Se quando foi criada a Perestroika era uma espécie de nova namorada para os sócios – assumindo o topo da lista de prioridades, roubando toda a atenção e os pensamentos – sete anos depois, a relação passou de caso sério a casamento sem perder o brilho, o frescor e a paixão. Como? Com uma dose de “amor livre” e muita reinvenção. Além de uma escola criativa, em que o processo de aprendizado deve ser divertido, cujo papel do professor é inspirar, na Perestroika o modelo de negócio é baseado na filosofia “ninguém é de ninguém” e lá o que não falta é novidade.
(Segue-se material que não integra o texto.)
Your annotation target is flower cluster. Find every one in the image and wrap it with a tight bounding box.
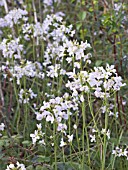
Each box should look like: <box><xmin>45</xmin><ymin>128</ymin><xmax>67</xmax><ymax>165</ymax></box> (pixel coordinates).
<box><xmin>66</xmin><ymin>64</ymin><xmax>126</xmax><ymax>98</ymax></box>
<box><xmin>89</xmin><ymin>128</ymin><xmax>110</xmax><ymax>142</ymax></box>
<box><xmin>112</xmin><ymin>146</ymin><xmax>128</xmax><ymax>160</ymax></box>
<box><xmin>30</xmin><ymin>123</ymin><xmax>45</xmax><ymax>145</ymax></box>
<box><xmin>0</xmin><ymin>8</ymin><xmax>28</xmax><ymax>28</ymax></box>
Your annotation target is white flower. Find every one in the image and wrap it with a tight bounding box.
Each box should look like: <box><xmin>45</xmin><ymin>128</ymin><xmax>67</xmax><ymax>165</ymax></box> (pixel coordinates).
<box><xmin>60</xmin><ymin>138</ymin><xmax>66</xmax><ymax>147</ymax></box>
<box><xmin>73</xmin><ymin>124</ymin><xmax>77</xmax><ymax>129</ymax></box>
<box><xmin>89</xmin><ymin>135</ymin><xmax>96</xmax><ymax>142</ymax></box>
<box><xmin>67</xmin><ymin>134</ymin><xmax>73</xmax><ymax>143</ymax></box>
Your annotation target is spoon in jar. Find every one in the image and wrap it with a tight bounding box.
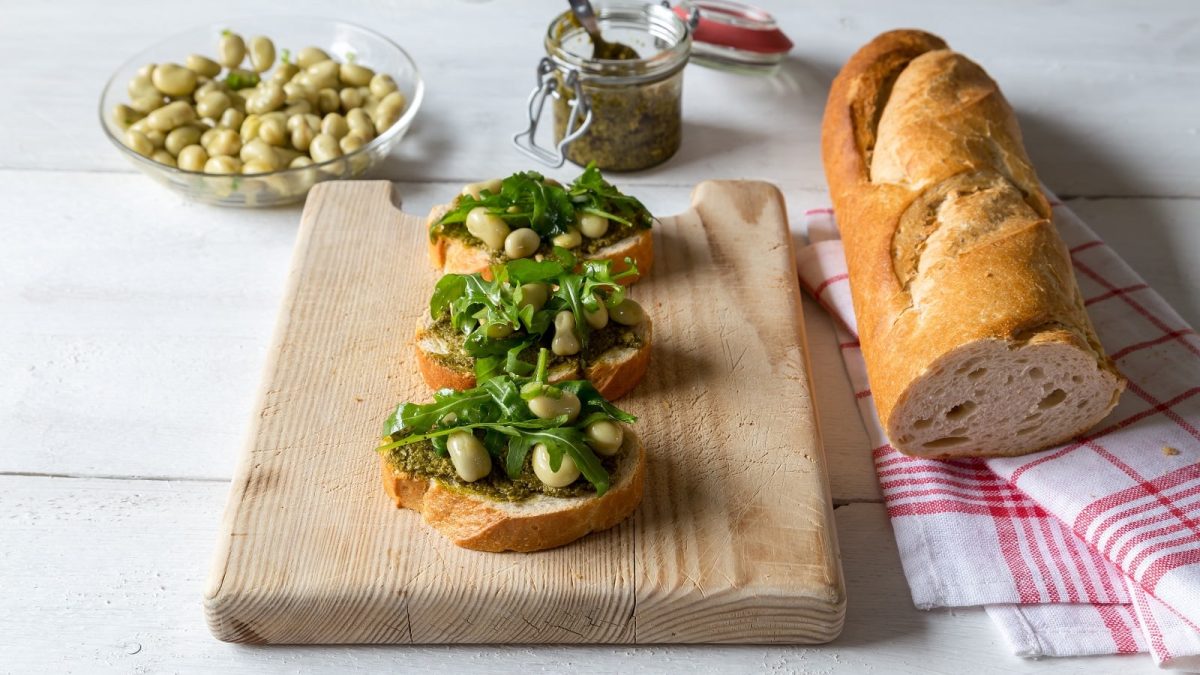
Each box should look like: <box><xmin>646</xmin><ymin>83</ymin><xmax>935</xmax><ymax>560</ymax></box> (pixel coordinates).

O núcleo de cursos criativos mais que dobrou só neste ano e ganhou novos territórios. A Perestroika lançou o primeiro curso na Califórnia, em San Francisco, o Favela. Com programação de três dias, 23, 25 e 26 de setembro, tem 15 professores, entre eles o publicitário PJ Pereira, fundador da agência Pereira & O’dell e o artista Andres Amador. A vontade de expandir internacionalmente vinha sendo amadurecida há tempos. Desde 2012, quando o co-fundador Tiago Mattos estudou na Singularity University e ouviu a proposta de um investidor.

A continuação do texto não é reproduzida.